The air strike Friday that killed civilians targeted a house in the same area. The number of people killed was still unclear, but “roughly half” may have been civilians, while the rest were Taliban or al-Qaida fighters, Pentagon spokesman Bryan Whitman said Tuesday.

“It’s obviously a very unfortunate situation,” Pentagon spokesman Lawrence Di Rita said later at a news conference.

“We take great strides to be precise in our military activities,” DiRita said. “I think we’ve been very precise. But these things do occur and we obviously regret when they do. And we’ll investigate to be able to determine what may have happened and how it can be avoided in the future.”

State Department spokesman Sean McCormack echoed those remarks.

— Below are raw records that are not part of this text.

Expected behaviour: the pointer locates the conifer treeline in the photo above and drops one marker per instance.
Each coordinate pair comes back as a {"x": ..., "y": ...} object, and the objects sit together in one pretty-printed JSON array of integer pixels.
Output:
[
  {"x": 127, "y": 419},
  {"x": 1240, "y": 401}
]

“We deeply regret any loss of civilian life in the course of military actions,” McCormack said. “Our military is second to none in the care that it takes to target those who are fighting against our U.S. forces and avoid any civilian casualties or collateral damage.”

U.S. forces described the house as “a known operating base for terrorist attacks … as well as a base for a medium-level terrorist leader.”

But Jawed Ludin, Karzai’s chief of staff, said “there is no way … the killing of civilians can be justified.”

“The president is extremely saddened and disturbed,” he said. “It’s the terrorists we are fighting. It’s not our people who should suffer.”

A government team is on its way to the site to probe the bombing, a Defense Ministry statement said. The Afghan Independent Human Rights Commission said its investigators were already there collecting victims’ names.

An initial U.S. air strike destroyed a house, and as villagers gathered to look at the damage, a U.S. warplane dropped a second bomb on the same target, killing 17 people, including three women and children, Kunar provincial Gov. Asadullah Wafa said.

He said it was unclear who was killed in the initial attack on the tiny village of Chechal.

The U.S. military said in a statement that the attack “resulted in the deaths of an unknown number of enemy terrorists and noncombatants.” U.S. forces “regret the loss of innocent lives and follow stringent rules of engagement specifically to ensure that noncombatants are safeguarded,” the statement said.

It suggested some victims were the militants’ relatives and said, “when enemy forces move their families into the locations where they conduct terrorist operations, they put these innocent civilians at risk.”

An official with the Afghan human rights group warned the killings will “damage America’s image here and public support for the war on terror.”

“It undermines all the good work the Americans have done in Afghanistan over the past three years,” said Ahmad Nader Nadery.

Several U.S. attacks since the ouster of the Taliban in 2001 have resulted in civilian casualties, according to Afghan officials.

These include:

• July 2002: 48 killed and 117 wounded in an airstrike on a wedding party in Uruzgan province.

• April 2003: 11 killed when a U.S. warplane mistakenly bombed a home in Shkin.

• September 2003: Nine nomads killed when a U.S. helicopter attacked a tent in the desert in Naubahar district.

• January 2004: 10 killed in an airstrike on a village in Uruzgan.